While umbrella companies offer a vital service to many freelancers, some make misleading claims in their sales and marketing material. Contractors should always complete due diligence and avoid companies making false claims.
Contractors throughout the UK are fearing the implementation of IR35 in the private sector in April 2021 and some umbrella companies have sought to prey on these fears, claiming that, by working under them, contractors will be“IR35 compliant”.
Simply put, IR35 legislation does not apply to umbrella companies. Every contractor working with an umbrella company is that company’s employee. As such, they will pay income tax and National Insurance like any other employee, and IR35 is totally irrelevant to them.
Umbrella companies saying they are “IR35 compliant” is both misleading and an incorrect use of the terminology.

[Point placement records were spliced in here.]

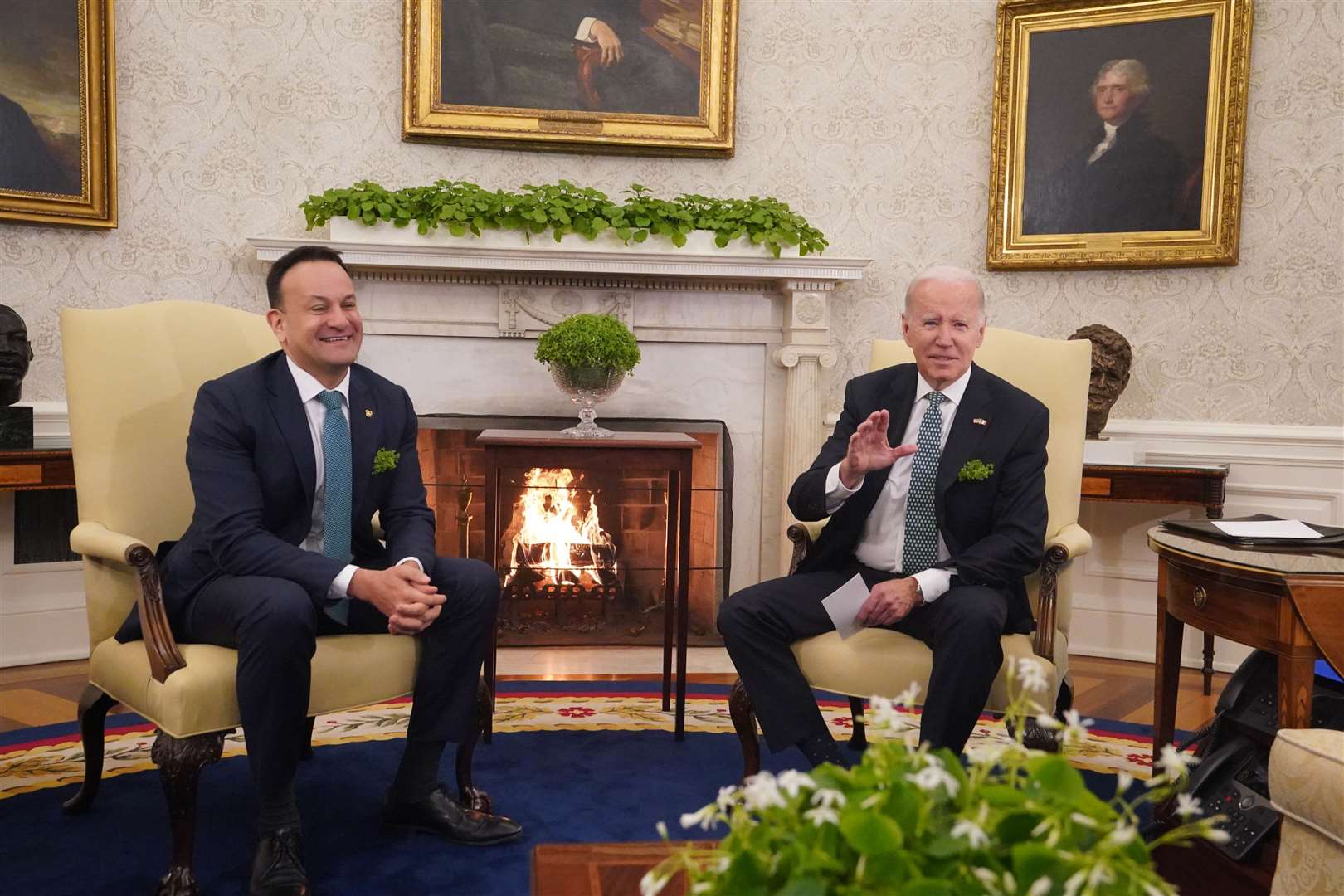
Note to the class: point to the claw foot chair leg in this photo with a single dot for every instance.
(179, 763)
(470, 796)
(859, 735)
(743, 722)
(93, 711)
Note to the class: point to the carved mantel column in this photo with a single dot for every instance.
(806, 351)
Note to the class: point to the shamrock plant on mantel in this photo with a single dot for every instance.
(562, 208)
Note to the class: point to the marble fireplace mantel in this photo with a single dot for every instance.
(491, 289)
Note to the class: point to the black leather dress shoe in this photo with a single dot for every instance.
(279, 865)
(437, 813)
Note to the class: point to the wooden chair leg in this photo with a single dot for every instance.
(93, 712)
(859, 735)
(308, 740)
(179, 763)
(743, 722)
(470, 796)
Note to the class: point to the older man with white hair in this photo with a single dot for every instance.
(942, 525)
(1124, 178)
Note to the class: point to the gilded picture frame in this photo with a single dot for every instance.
(58, 113)
(626, 77)
(1118, 134)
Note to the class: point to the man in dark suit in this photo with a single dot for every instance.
(290, 458)
(1125, 178)
(942, 528)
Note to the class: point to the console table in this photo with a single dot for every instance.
(1280, 601)
(670, 451)
(1196, 485)
(28, 470)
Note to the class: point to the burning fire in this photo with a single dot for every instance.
(553, 538)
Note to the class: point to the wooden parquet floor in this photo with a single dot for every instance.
(1116, 689)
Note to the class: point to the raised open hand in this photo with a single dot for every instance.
(869, 450)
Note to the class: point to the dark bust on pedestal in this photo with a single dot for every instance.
(15, 353)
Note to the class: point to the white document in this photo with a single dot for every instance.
(1268, 529)
(843, 605)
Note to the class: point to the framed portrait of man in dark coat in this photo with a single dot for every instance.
(1118, 137)
(650, 77)
(56, 113)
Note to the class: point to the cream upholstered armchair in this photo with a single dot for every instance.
(130, 381)
(879, 661)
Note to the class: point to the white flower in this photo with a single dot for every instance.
(654, 883)
(971, 832)
(1175, 763)
(793, 781)
(823, 816)
(908, 696)
(707, 817)
(933, 777)
(1031, 674)
(1122, 835)
(1187, 806)
(1075, 727)
(761, 791)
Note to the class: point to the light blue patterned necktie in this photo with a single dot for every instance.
(336, 489)
(921, 548)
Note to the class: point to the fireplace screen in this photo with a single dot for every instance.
(582, 551)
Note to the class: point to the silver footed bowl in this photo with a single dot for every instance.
(587, 386)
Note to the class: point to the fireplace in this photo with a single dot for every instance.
(583, 550)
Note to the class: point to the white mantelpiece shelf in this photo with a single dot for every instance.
(546, 257)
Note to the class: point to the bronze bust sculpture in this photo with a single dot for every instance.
(1112, 358)
(15, 353)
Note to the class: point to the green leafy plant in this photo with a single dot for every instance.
(975, 470)
(386, 460)
(589, 342)
(914, 821)
(565, 208)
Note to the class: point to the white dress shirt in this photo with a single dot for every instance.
(884, 538)
(316, 411)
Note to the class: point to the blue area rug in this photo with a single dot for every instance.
(592, 783)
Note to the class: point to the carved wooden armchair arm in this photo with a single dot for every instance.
(95, 540)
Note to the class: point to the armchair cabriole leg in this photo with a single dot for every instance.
(179, 763)
(470, 796)
(93, 711)
(859, 735)
(743, 722)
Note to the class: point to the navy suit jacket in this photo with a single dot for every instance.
(995, 528)
(253, 475)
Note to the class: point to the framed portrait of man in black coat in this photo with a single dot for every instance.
(1118, 134)
(58, 113)
(650, 77)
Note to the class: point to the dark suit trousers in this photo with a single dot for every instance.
(273, 625)
(962, 627)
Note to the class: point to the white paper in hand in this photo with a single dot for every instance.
(843, 605)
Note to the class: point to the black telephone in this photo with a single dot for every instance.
(1233, 777)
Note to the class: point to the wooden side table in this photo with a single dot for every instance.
(1262, 598)
(670, 451)
(1195, 485)
(37, 470)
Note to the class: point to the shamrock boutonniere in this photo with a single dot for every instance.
(386, 460)
(975, 472)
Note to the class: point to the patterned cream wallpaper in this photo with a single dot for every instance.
(869, 116)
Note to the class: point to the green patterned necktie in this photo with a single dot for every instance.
(921, 547)
(336, 490)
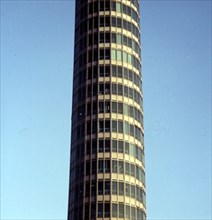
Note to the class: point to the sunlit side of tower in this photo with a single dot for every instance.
(107, 171)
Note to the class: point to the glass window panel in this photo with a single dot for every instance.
(120, 91)
(114, 107)
(120, 108)
(121, 210)
(132, 191)
(120, 126)
(127, 189)
(107, 210)
(101, 146)
(101, 166)
(121, 167)
(121, 188)
(125, 57)
(107, 187)
(119, 58)
(107, 145)
(100, 210)
(113, 38)
(114, 145)
(127, 212)
(120, 147)
(127, 168)
(127, 148)
(114, 210)
(107, 166)
(113, 54)
(118, 39)
(118, 7)
(100, 188)
(114, 166)
(114, 89)
(114, 188)
(114, 126)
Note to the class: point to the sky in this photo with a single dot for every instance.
(37, 40)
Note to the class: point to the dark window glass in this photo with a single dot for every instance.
(114, 145)
(100, 188)
(107, 187)
(100, 210)
(121, 210)
(101, 146)
(114, 188)
(114, 166)
(114, 210)
(107, 145)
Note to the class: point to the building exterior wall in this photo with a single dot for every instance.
(107, 171)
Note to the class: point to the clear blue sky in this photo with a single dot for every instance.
(36, 87)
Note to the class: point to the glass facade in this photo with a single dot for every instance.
(107, 168)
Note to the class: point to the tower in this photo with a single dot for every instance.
(107, 171)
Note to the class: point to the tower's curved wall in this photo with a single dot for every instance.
(107, 171)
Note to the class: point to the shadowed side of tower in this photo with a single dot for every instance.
(107, 170)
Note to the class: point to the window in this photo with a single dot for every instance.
(93, 211)
(101, 146)
(107, 37)
(118, 39)
(94, 146)
(127, 168)
(120, 126)
(113, 54)
(107, 187)
(107, 210)
(107, 166)
(100, 188)
(127, 189)
(119, 57)
(126, 148)
(107, 145)
(132, 191)
(120, 92)
(132, 213)
(101, 37)
(87, 168)
(101, 166)
(114, 89)
(114, 145)
(114, 126)
(107, 125)
(87, 211)
(114, 210)
(100, 210)
(114, 107)
(107, 70)
(118, 7)
(121, 188)
(127, 211)
(114, 188)
(120, 108)
(88, 148)
(93, 188)
(120, 147)
(101, 107)
(119, 72)
(119, 22)
(114, 166)
(93, 167)
(121, 210)
(121, 167)
(87, 189)
(125, 57)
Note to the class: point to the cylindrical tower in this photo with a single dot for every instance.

While umbrella companies are required to fully comply with HMRC rules and guidelines and often work closely with HMRC inspectors and compliance units, those that describe themselves as “HMRC-approved” are, again, being deliberately misleading.
HMRC does not bestow approval on companies simply for complying with tax, employment and company law. HMRC is, in fact, expressly not allowed to confer approval on service providers, as it is required to maintain supplier-neutrality and not put any firms at a commercial advantage.

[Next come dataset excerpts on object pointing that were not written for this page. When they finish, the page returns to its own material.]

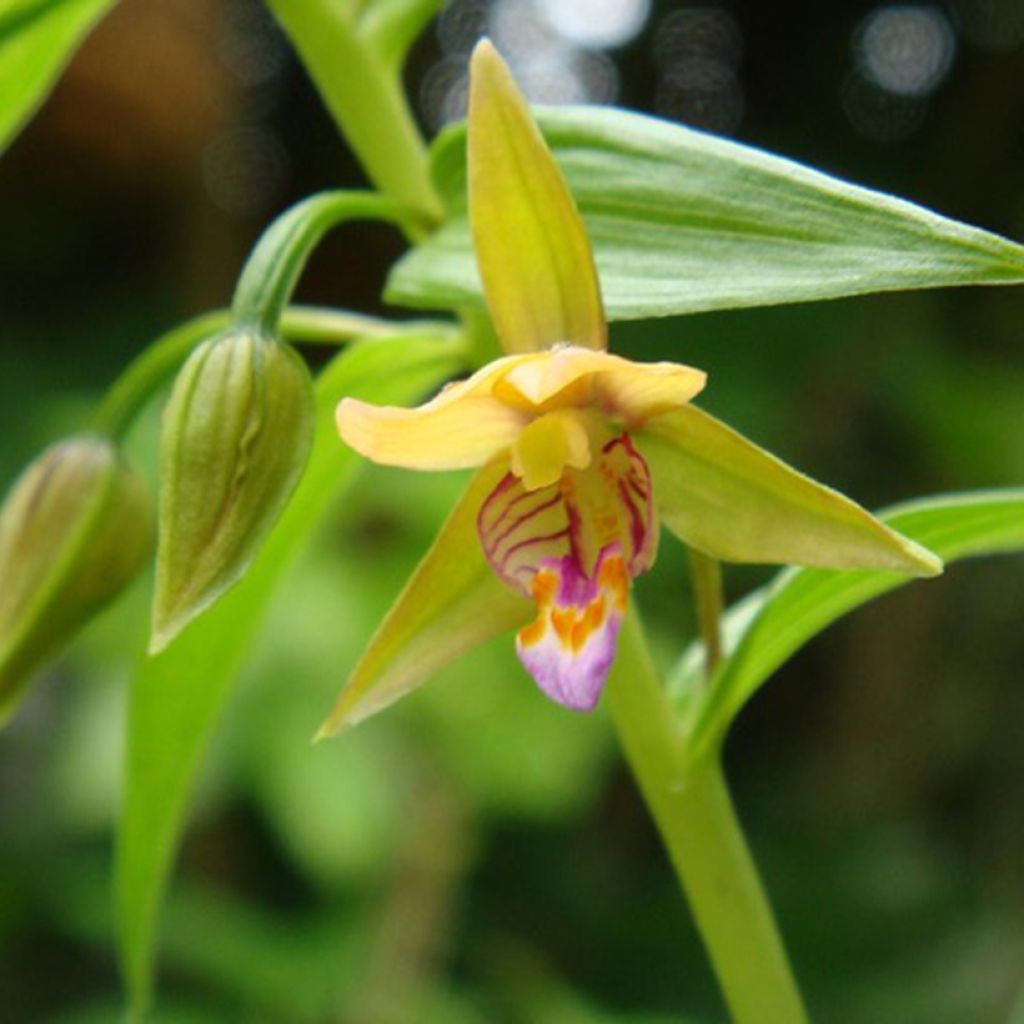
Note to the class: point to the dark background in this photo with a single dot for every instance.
(476, 854)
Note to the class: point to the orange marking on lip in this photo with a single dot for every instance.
(614, 579)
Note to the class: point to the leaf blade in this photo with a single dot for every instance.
(685, 222)
(37, 40)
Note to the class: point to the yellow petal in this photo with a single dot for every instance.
(635, 391)
(454, 435)
(474, 420)
(629, 390)
(531, 248)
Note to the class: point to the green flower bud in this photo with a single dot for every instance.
(75, 529)
(237, 434)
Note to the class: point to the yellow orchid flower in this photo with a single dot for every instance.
(580, 453)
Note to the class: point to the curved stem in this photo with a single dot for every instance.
(154, 366)
(365, 98)
(694, 815)
(272, 269)
(707, 576)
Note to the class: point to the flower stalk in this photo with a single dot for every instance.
(706, 573)
(691, 807)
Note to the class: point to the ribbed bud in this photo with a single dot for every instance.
(236, 437)
(75, 529)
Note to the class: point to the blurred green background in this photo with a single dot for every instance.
(478, 854)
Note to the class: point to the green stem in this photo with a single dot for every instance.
(272, 269)
(390, 27)
(153, 367)
(707, 576)
(694, 815)
(365, 98)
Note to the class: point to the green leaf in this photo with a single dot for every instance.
(802, 602)
(37, 40)
(681, 222)
(177, 695)
(453, 602)
(724, 496)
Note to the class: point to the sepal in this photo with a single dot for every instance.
(531, 248)
(452, 603)
(75, 529)
(236, 436)
(724, 496)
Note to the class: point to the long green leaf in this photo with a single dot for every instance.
(177, 695)
(802, 602)
(37, 40)
(682, 222)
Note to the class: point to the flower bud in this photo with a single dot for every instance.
(74, 530)
(236, 437)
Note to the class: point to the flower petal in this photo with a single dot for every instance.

If contractors want an umbrella company that has received a seal of approval for its conduct, look for accreditation from a respected voluntary code of conduct, such as the Freelancer and Contractor Services Association (FCSA).

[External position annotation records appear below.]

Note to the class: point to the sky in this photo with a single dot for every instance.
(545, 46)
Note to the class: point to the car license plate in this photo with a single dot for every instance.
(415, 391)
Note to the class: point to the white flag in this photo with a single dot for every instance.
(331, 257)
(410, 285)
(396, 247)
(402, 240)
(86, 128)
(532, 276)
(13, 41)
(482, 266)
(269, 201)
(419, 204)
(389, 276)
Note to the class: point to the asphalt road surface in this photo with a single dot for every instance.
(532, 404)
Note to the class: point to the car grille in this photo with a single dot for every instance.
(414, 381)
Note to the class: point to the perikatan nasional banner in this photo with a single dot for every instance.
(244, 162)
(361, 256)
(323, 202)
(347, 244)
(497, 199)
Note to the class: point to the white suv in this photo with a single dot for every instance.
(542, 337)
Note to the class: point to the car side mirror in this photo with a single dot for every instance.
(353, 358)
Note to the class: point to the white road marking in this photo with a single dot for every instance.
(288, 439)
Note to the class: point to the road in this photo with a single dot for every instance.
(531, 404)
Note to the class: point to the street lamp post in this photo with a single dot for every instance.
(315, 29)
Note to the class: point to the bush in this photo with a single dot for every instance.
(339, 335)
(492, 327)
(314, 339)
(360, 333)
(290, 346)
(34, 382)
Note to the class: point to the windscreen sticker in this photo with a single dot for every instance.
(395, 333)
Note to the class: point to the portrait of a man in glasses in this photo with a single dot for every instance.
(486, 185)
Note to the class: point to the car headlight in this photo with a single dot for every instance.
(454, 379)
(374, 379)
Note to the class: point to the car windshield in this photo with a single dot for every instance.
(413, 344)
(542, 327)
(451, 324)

“Special expenses dispensation”
Some umbrella companies may use dispensations in their marketing, seeking to claim that dispensations they have been granted mean that their contractors can claim expenses without receipts.
Some companies may even say that their dispensation means contractors don’t need to incur an expenditure in order to claim.
In fact, dispensations merely relieve an employer, such as an umbrella company, of the need to provide individual P11D’s for every employee in order to account for the reimbursement of tax-free expenses. They do not mean that contractors don’t need to keep receipts and failure to do so can result in contractors getting in trouble with HMRC.
The takeaway point is that contractors should always conduct thorough due diligence on an umbrella company before making their decision and committing to a contract. Companies making misleading marketing claims like the ones listed in this article should always be avoided.